Emmanuelle Bordon propose trois exemples d’échec d’une interprétation correcte. Le premier est un cas de contradiction entre le savoir sur les stéréotypes et le savoir encyclopédique du lecteur : au cours d’une enquête, un lecteur repousse l’interprétation du tracé ondulé comme signifiant « eau » parce qu’il sait, par ailleurs, que la surface d’un liquide est horizontale. Le second exemple vient d’enquêtes faites sur de jeunes enfants pour évaluer leur compréhension du pictogramme « tête de mort » pour signifier « poison ». Selon l’âge des enfants et le contexte indiqué, il est interprété ou non correctement. La première réaction des enfants, y compris lorsqu’ils aboutissent à une lecture correcte, est d’associer le dessin de la tête de mort aux bateaux pirates… qui sont bien loin de les rebuter.
Le troisième cas est autrement plus grave. Il s’agit de l’enquête d’Henry Tourneux sur les paysans du Nord-Cameroun [2]. Le GIFAP, Groupement international des fabricants de produits chimiques, a élaboré en collaboration avec le FAO (Food and Agriculture Organisation of the United Nations), un ensemble de pictogrammes censés renseigner sur l’emploi de produits phytosanitaires distribués dans différentes régions du monde. Les organisations, en effet, avaient jugé que c’était là le moyen le plus simple de transmettre, à des populations de cultures très différentes et qui connaissaient un fort pourcentage d’illettrisme, des consignes dont la compréhension correcte avait des enjeux vitaux. Tourneux montre que l’emploi de pictogrammes ne résout absolument pas ces difficultés, dans la mesure où les paysans du Nord Cameroun ne sont pas acculturés aux stéréotypes qui déterminent leur mise en forme. Le dessin de tête de mort n’est pas identifié comme signifiant « poison ». Quant au dessin signifiant « eau potable », représentant de l’eau qui coule d’un robinet, il n’a évidemment pas de sens dans des régions du monde où l’eau se tire d’un puits.

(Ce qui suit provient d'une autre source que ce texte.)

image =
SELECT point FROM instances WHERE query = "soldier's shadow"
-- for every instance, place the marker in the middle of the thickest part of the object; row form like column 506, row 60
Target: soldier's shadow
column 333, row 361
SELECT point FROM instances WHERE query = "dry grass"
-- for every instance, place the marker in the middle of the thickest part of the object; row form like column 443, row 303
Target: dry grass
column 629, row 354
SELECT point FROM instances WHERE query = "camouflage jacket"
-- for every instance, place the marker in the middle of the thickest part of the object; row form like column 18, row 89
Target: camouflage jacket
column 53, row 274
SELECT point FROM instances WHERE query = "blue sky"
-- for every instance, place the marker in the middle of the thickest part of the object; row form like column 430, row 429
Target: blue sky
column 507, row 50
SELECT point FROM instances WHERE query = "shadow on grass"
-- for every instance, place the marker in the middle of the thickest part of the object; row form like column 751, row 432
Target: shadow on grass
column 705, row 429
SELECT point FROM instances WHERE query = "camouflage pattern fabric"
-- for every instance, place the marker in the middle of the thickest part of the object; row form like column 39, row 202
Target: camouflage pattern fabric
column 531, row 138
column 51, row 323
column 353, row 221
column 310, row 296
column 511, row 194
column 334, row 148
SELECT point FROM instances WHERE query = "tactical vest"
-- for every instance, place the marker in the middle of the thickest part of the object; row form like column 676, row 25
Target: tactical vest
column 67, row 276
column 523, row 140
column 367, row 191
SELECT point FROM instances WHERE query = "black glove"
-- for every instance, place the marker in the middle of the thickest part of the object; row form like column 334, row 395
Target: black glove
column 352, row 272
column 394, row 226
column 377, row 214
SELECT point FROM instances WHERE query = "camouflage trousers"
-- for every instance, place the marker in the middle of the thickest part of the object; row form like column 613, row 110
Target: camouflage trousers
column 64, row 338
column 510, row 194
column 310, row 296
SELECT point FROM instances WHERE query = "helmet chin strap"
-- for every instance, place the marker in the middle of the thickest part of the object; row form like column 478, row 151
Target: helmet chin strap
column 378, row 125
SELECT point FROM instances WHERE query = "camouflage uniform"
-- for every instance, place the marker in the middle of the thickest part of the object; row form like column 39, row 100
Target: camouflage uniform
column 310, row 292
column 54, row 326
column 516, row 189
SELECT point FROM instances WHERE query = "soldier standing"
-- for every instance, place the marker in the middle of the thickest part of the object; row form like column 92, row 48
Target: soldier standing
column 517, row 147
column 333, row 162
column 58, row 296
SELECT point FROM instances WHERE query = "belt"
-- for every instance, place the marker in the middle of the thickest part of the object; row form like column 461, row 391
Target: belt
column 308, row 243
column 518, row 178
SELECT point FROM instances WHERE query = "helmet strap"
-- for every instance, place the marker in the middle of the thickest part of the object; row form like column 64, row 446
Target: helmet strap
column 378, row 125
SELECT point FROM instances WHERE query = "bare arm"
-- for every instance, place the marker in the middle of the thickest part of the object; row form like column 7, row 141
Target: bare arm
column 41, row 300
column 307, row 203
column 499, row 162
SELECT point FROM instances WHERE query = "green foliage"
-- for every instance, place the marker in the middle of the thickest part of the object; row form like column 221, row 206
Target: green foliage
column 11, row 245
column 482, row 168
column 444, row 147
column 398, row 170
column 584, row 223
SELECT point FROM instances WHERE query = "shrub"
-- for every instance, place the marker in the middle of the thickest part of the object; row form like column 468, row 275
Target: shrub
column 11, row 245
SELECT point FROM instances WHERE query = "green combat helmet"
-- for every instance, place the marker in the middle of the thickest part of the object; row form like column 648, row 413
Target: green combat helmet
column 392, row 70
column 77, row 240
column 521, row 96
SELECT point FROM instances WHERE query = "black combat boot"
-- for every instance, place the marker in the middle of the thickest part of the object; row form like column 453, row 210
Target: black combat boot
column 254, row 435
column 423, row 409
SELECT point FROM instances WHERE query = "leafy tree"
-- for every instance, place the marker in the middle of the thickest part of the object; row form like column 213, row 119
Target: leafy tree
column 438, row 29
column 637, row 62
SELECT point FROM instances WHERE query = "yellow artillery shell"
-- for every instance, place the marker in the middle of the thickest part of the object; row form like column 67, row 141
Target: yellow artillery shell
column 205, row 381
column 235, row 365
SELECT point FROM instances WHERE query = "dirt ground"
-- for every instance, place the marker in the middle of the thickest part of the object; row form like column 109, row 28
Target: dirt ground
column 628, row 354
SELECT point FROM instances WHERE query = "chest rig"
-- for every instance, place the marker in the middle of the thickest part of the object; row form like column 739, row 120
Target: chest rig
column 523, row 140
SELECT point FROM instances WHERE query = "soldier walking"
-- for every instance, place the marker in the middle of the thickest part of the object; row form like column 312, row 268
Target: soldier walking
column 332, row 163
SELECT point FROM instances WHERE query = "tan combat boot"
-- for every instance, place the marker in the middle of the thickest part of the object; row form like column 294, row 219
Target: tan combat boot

Voilà qui ne laisse pas de poser le doute sur la transparence supposée du message délivré par un pictogramme.
Mais quelle communication construit-il ? N’étant pas d’ordre verbal, il implique de la part du lecteur une réaction non pas langagière, mais comportementale. Le sens premier du pictogramme est injonctif, et exige du lecteur un comportement adéquat d’obéissance, à la limite du réflexe conditionné : à la présentation de tel dessin c’est une réaction type, systématique et toujours identique qui est attendue du lecteur. Le pictogramme est l’antithèse d’une communication véritable, dans la mesure où il interdit le questionnement, la demande d’éclaircissement, la nuance et l’explication, en somme : la construction d’un sens commun. C’est en ce sens que la généralisation de son usage est inquiétante. Sous-tendue par l’idée que le langage verbal est dangereux dans sa superfluité, elle rêve d’une société d’obéissance muette à des injonctions incontestées. Car, à la valeur culturelle du pictogramme s’ajoute une valeur politique, qu’on ne peut pas minorer. C’est dans l’univers des signes que se créent les relations de pouvoir et de hiérarchie. Il y aurait donc à se méfier de l’innocence présumée de ces dessins gentillets qui jalonnent nos environnements quotidiens : pour être muets, ils n’en peuvent – doivent – pas moins être contestés.
Marion Cocquet pour planetefacility.com
[1] L’Interprétation des pictogrammes, approche interactionnelle d’une sémiotique, L’Harmattan, 2004.
[2] « La Perception des pictogrammes phytosanitaires par les paysans du Nord-Cameroun », Coton et fibres tropicales, vol. 48, fasc. 1, 1993 (p. 41-48).